Halaman 11 dari 12 Permohonan Praperadilan
IV. PETITUM
Dengan demikian, keberadaan lembaga Praperadilan di dalam KUHAP ini bertujuan untuk memberikan perlindungan terhadap hak asasi manusia yang sekaligus berfungsi sebagai sarana pengawasan secara horizontal atau dengan kata lain, Praperadilan mempunyai maksud sebagai sarana pengawasan horizontal dengan tujuan memberikan perlindungan terhadap hak asasi manusia terutama hak asasi tersangka dan terdakwa.

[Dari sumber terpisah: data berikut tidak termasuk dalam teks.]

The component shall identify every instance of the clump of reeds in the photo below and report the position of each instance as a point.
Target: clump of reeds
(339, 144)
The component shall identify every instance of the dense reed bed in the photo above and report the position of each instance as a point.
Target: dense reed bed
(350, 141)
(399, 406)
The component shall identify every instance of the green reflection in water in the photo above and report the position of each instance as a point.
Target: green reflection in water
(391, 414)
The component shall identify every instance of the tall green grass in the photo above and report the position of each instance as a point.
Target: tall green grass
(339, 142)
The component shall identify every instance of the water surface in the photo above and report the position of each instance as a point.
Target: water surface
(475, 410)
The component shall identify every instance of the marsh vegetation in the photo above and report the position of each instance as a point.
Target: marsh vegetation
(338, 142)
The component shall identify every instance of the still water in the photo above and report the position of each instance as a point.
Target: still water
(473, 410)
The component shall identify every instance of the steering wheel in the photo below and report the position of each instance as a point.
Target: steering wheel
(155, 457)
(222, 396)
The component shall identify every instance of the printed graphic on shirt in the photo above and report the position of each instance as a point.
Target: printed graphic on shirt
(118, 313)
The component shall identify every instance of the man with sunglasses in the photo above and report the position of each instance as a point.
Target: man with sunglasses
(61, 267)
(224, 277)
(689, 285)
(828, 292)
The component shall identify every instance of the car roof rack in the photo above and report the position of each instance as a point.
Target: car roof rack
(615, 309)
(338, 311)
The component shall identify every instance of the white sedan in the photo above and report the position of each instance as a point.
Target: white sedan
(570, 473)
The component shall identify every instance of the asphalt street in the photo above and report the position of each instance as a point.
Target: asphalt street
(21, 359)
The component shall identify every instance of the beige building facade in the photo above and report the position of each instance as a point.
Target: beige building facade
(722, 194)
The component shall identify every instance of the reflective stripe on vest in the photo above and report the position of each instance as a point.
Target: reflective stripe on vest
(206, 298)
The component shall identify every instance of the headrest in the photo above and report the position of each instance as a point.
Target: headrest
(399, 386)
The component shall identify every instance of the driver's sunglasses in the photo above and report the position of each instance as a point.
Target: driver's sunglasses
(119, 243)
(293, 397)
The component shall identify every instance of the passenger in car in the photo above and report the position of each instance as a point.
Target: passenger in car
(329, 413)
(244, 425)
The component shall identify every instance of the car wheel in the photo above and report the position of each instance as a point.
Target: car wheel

Perlindungan dan jaminan terhadap hak asasi manusia tersebut sudah merupakan hal yang bersifat universal dalam setiap negara hukum. Karena pengakuan, jaminan dan perlindungan terhadap hak asasi manusia adalah salah satu esensi pokok yang menjadi dasar legalitas suatu negara hukum. Hal inilah yang hendak dicapai Pemohon melalui upaya hukum Praperadilan ini.
Berdasar pada argumen dan fakta-fakta yuridis diatas, Pemohon memohon kepada Majelis Hakim Pengadilan Negeri Kabupaten Kediri yang memeriksa dan mengadili perkara a quo berkenan memutus perkara ini sebagai berikut:
1. Menyatakan menerima dan mengabulkan permohonan Pemohon untuk seluruhnya;
2. Menyatakan tindakan Termohon menetapkan Pemohon sebagai tersangka dengan dugaan tindak pidana menyuruh menempatkan keterangan palsu ke dalam suatu akta otentik dan atau pemalsuan tanda tangan, sebagaimana diatur dan diancam pidana dalam pasal 266 KUHP dan atau 263 KUHP oleh Termohon adalah tidak sah dan tidak berdasarkan atas hukum, dan oleh karenanya penetapan tersangka a quo tidak mempunyai kekuatan hukum mengikat;
3. Menyatakan tidak sah segala keputusan atau penetapan yang dikeluarkan lebih lanjut oleh Termohon yang berkenaan dengan penetapan tersangka atas diri Pemohon oleh Termohon;
4. Menyatakan bahwa perbuatan Termohon yang menetapkan Pemohon selaku Tersangka tanpa prosedur yang benar adalah cacat yuridis/bertentangan dengan hukum, yang mengakibatkan kerugian sebesar Rp. 1.000.000,- (satu juta rupiah);
5. Memerintahkan kepada Termohon untuk menghentikan penyidikan terhadap perintah penyidikan kepada Pemohon;
6. Memulihkan hak Pemohon dalam kemampuan, kedudukan dan harkat serta martabatnya;
7. Menghukum Termohon untuk membayar biaya perkara menurut ketentuan hukum yang berlaku.
Atau:
Apabila Yang Terhormat Majelis Hakim Pengadilan Negeri Kabupaten Kediri yang memeriksa
Permohonan aquo berpendapat lain, mohon putusan yang seadil-adilnya (ex aequo et bono).